I don't understand the argument for "characters = grapheme clusters". From my pe...

Avernar · on June 20, 2016

We're pretty much on the same page here. When you want to slice a string (because you can only display or store a certain amount) or you want to do text selection and other cursor operations you can't so it by code point. That's where you want to break at character boundries which are graphemes or grapheme clusters.

For parsing it's easier to just scan for a byte sequence in UTF-8 because you know what you're looking for ahead of time. If you're looking for a matching quote, brace, etc. you just need to scan for a single byte in your text stream. Adding a smart iterator to the process that moves to the start of each code unit is not necessary and will slow things way down.

I just gave JSON and XML as examples and not an exhaustive list. If you know the code points you are scanning for it's way more effecient to scan for their code units. The state machine in a paraer will be operating at the byte level anyways.

I have yet to see a good example where processing/iterating by code point is the better choice (other than the grapheme code of the unicode library).

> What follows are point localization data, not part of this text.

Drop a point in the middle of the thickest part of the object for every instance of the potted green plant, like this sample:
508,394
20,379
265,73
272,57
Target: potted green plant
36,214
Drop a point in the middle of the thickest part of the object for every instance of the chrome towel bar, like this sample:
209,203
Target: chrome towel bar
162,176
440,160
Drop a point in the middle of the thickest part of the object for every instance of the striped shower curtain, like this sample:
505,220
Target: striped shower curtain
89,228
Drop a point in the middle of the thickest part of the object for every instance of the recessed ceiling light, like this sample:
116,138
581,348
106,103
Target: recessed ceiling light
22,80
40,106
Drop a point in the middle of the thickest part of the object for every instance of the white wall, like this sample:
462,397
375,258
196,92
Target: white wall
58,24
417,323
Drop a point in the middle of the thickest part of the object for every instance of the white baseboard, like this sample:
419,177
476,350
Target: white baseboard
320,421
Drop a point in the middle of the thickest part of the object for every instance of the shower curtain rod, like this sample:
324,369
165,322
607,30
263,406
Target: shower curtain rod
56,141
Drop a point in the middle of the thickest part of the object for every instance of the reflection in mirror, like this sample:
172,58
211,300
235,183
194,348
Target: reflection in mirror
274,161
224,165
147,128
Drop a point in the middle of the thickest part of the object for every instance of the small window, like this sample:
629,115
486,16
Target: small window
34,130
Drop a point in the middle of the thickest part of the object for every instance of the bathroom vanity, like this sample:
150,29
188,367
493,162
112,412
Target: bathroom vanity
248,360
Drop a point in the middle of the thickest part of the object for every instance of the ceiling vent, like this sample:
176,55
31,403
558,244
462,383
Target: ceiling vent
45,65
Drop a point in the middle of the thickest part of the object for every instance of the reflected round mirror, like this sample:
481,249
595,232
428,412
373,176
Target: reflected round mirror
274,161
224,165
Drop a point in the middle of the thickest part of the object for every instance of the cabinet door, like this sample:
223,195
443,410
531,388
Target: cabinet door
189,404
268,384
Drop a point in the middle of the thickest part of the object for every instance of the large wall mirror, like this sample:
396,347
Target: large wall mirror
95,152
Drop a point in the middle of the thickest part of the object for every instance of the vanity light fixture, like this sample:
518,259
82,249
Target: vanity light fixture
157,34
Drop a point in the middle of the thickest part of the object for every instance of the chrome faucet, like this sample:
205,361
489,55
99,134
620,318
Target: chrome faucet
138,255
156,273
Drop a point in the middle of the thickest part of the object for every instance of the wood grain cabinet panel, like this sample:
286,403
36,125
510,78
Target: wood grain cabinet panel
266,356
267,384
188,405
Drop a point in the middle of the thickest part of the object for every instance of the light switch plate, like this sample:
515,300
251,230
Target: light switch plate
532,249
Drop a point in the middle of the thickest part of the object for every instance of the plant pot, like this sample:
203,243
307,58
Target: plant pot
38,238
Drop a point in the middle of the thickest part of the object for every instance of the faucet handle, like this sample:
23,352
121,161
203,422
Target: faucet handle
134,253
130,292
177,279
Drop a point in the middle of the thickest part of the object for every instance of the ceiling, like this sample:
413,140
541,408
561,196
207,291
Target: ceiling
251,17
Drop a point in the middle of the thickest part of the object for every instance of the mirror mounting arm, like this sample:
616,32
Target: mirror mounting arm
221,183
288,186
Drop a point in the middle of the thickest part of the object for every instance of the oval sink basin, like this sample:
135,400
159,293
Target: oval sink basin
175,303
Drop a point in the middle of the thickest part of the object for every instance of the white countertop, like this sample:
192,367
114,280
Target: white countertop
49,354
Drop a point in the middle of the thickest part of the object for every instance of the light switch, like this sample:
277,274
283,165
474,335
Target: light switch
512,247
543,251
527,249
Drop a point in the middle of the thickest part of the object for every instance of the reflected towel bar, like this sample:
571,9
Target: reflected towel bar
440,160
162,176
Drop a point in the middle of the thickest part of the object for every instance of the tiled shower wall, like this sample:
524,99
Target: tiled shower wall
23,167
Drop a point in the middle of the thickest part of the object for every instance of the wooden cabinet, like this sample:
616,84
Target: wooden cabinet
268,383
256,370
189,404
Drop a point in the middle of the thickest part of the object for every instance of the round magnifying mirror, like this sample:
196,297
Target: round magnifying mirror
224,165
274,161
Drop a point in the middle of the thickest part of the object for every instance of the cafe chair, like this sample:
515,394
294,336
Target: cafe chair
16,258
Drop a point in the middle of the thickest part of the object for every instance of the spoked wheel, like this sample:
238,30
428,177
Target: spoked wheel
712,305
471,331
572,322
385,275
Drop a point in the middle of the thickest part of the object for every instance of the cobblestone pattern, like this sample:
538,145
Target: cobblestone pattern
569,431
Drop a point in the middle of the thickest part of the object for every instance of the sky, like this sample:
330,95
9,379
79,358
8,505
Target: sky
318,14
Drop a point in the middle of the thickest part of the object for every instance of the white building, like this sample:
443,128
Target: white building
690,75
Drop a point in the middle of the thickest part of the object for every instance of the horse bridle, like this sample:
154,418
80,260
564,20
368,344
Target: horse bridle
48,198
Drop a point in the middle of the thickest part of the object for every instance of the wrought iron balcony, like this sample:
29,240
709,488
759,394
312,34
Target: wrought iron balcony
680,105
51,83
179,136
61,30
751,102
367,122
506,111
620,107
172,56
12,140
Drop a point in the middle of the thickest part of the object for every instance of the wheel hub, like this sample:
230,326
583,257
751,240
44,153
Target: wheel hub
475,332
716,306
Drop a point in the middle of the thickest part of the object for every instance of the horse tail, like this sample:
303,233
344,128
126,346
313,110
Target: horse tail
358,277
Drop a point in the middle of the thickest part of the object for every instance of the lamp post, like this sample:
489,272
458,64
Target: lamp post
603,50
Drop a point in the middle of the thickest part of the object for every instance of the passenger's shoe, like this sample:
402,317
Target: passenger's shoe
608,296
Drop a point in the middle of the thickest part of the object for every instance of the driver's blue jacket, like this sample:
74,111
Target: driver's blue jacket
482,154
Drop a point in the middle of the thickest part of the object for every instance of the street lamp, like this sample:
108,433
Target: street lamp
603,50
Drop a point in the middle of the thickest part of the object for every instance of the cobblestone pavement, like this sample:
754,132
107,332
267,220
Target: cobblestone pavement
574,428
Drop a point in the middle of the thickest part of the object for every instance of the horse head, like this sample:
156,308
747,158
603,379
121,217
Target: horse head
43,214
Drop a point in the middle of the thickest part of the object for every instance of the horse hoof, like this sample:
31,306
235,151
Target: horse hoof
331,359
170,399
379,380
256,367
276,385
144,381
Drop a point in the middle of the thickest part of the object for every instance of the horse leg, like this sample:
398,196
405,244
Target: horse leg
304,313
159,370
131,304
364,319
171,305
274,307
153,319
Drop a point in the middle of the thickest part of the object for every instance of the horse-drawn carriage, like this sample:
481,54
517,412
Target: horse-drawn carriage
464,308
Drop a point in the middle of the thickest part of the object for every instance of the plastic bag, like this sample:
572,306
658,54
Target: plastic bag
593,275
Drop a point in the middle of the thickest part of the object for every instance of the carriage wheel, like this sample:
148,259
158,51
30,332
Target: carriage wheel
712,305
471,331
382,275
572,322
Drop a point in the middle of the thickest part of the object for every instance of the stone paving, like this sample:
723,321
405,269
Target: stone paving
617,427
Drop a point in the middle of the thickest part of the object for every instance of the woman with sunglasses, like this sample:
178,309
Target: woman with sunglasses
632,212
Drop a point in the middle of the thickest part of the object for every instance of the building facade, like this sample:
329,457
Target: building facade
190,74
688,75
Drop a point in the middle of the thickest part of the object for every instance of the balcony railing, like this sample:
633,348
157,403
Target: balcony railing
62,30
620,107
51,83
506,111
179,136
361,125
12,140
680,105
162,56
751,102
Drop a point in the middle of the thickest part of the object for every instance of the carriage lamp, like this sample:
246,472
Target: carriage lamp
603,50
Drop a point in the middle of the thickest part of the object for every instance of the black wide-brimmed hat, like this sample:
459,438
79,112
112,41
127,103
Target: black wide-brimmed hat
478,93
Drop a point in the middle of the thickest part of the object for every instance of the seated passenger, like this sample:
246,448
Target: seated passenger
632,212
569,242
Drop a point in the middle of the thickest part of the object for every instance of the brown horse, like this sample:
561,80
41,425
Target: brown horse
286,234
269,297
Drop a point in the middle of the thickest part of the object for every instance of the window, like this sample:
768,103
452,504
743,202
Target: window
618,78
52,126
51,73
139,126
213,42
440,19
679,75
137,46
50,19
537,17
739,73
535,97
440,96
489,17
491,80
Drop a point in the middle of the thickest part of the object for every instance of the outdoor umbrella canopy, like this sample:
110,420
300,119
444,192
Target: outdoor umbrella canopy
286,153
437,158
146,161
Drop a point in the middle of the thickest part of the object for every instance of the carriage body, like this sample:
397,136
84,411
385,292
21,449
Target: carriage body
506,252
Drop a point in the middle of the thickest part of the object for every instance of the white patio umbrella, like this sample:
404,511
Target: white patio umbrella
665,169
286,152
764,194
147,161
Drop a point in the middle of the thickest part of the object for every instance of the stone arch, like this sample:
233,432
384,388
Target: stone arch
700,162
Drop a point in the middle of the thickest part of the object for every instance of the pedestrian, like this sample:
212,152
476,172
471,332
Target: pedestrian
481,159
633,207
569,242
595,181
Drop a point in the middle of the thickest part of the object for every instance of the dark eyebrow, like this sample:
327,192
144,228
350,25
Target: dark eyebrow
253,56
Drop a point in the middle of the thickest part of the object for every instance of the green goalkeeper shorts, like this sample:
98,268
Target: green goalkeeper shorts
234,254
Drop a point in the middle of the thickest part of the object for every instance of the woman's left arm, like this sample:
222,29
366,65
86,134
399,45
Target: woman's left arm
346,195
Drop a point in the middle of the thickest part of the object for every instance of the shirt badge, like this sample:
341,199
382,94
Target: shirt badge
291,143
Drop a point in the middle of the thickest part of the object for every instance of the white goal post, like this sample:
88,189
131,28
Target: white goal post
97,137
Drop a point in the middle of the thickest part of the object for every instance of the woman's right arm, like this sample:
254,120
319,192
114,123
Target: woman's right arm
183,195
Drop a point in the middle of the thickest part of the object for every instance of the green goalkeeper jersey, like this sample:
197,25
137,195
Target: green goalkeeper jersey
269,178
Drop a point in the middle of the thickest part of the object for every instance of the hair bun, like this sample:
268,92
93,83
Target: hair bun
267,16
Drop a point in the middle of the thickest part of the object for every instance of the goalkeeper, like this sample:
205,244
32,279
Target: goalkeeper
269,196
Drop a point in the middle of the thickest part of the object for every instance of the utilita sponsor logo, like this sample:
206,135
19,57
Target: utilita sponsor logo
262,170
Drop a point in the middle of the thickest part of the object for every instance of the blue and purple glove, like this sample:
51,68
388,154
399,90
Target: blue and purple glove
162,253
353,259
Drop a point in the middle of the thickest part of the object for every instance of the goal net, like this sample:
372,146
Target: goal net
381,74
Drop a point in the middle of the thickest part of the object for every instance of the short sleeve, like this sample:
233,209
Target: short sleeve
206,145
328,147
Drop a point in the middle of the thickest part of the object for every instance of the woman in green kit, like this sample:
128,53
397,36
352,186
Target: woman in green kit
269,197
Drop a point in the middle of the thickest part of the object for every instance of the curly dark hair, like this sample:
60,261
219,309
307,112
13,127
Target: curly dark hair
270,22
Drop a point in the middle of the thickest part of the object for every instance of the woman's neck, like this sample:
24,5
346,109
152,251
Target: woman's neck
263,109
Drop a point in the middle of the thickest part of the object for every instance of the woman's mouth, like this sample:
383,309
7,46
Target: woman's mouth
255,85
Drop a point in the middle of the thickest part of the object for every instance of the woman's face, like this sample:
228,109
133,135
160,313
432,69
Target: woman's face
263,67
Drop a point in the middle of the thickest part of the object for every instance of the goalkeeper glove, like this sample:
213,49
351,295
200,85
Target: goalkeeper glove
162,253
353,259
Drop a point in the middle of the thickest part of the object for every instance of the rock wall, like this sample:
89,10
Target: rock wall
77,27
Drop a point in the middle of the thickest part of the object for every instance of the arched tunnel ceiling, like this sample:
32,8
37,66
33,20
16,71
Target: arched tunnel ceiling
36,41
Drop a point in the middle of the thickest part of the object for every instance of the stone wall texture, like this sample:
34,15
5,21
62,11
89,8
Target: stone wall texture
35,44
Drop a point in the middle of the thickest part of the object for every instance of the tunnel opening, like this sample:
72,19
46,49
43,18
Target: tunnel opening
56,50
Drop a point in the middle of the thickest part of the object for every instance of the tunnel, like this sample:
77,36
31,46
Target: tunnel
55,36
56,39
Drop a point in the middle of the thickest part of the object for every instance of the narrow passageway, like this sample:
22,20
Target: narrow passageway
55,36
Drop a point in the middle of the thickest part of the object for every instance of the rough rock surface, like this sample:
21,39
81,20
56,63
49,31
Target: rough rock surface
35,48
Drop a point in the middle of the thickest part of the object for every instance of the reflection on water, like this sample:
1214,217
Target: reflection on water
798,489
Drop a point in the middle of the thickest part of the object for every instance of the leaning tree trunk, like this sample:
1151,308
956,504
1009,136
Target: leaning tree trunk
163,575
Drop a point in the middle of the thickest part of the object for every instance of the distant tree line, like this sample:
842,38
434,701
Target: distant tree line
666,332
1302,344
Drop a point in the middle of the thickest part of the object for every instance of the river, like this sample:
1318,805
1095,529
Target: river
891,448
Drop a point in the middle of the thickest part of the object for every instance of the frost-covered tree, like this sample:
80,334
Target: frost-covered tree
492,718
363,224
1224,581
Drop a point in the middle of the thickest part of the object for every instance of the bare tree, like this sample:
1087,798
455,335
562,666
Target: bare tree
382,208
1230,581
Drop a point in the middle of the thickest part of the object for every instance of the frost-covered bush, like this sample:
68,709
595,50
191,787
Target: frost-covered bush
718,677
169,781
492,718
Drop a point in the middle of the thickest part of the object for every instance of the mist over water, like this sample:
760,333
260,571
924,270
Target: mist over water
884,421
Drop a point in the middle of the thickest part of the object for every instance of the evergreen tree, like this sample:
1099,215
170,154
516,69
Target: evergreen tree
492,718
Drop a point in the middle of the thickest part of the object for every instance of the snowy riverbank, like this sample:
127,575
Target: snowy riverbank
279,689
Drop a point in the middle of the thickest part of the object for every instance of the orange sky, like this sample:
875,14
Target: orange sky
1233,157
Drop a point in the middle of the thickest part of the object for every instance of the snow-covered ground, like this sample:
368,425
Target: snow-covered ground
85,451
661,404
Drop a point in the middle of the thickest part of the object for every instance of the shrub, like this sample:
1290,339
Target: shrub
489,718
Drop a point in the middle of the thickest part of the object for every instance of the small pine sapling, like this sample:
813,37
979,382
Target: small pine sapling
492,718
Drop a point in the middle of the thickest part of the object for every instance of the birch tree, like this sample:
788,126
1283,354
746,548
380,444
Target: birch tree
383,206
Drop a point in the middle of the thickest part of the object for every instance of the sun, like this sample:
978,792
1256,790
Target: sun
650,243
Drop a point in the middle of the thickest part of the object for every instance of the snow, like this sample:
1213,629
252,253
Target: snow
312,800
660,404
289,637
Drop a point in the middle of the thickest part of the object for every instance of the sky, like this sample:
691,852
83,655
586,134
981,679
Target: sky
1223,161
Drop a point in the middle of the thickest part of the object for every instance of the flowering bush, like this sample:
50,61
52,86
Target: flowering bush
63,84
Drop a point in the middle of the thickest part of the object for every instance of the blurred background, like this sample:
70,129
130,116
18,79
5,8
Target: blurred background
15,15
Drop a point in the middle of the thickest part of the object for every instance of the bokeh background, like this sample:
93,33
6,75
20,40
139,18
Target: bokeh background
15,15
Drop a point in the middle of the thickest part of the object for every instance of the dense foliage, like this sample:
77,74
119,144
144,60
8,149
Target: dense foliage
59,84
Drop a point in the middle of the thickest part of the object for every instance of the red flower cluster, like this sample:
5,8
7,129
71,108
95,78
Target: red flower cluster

dietrichepp · on June 20, 2016

I'm not convinced that state machines will operate at the byte level. First of all, not all tokenizers are written using state machines. Even if that is the mathematical language we use to talk about parsers, it's still relatively common to make hand-written parsers. Secondly, if you take a Unicode-specified language and convert it to a state machine that operates on UTF-8, you can easily end up with an explosion in the number of possible states. Remember, this trick doesn't really change the size of the transition table, it just spreads it out among more states. On the other hand, you can get a lot more mileage out of using equivalency classes, as long as you're using something sensible like code points to begin with.

If you're curious, here's the V8 tokenizer header file:

https://github.com/v8/v8/blob/master/src/parsing/scanner.h

You can see that it works on an underlying UTF-16 code unit stream which is then composed into code points before tokenization. This extra step with UTF-16 is a quirk of JavaScript.

If you think that V8 shouldn't be processing by code point, feel free to explain that to them.

Avernar · on June 20, 2016

State machines would have to operate on the byte level. Otherwise each state would have to have have 65536 entries per state. The trick to handle UTF-8 would be to have 0-127 run as a state machine and > 127 break out to functions to handle the various unicode ranges that are valid for identifiers.

For languages that only allow non ascii in string literals a pure state machine would suffice.

Not sure why you're mentioning parsers. At that point you you're dealing with tokens.

As for UTF-16 it's an ugly hack that never should have existed in the first place. Unfortunately the unicode people had to fix their UCS-2 mistake.

Since Javascript is standardised to be either UCS-2 or UTF-16 it probably made sense to make the scanner use UTF-16.

dietrichepp · on June 22, 2016

State machines don't have to operate on the byte level because the tables can use equivalency classes. This will often result in smaller and faster state machines than byte-level state machines, if your language uses Unicode character classes here and there.

Avernar · on June 20, 2016

Looks like Javascript source code is required to be processed as UTF-16:

ECMAScript source text is represented as a sequence of characters in the Unicode character encoding, version 3.0 or later. [...] ECMAScript source text is assumed to be a sequence of 16-bit code units for the purposes of this specification. [...] If an actual source text is encoded in a form other than 16-bit code units it must be processed as if it was first converted to UTF-16.

dietrichepp · on June 22, 2016

Right, but the UTF-16 is read code point by code point, not code unit by code unit. At that point, it might as well be UTF-8 or UTF-32.

ridiculous_fish · on June 20, 2016

Walking over grapheme clusters is common in UIs, e.g. visually truncating a string.

Really I think you are arguing against the notion of "default iteration" altogether. As you say, the right type of iteration is context dependent, and it ought to be made explicit.

dietrichepp · on June 20, 2016

I'm not sure it is so common in UIs. Truncation is done by a single library function, so that's one case where it's used. Another case is for character wrapping, but that's fairly uncommon. I'm having trouble coming up with another case where it's used. Font shaping is done by a font shaping engine, which applies an enormous number of rules specific to the script in use. Text in a text editor isn't deleted according to grapheme cluster boundaries, and the text cursor doesn't fall on grapheme cluster boundaries either. These are all rules that change according to the script in use.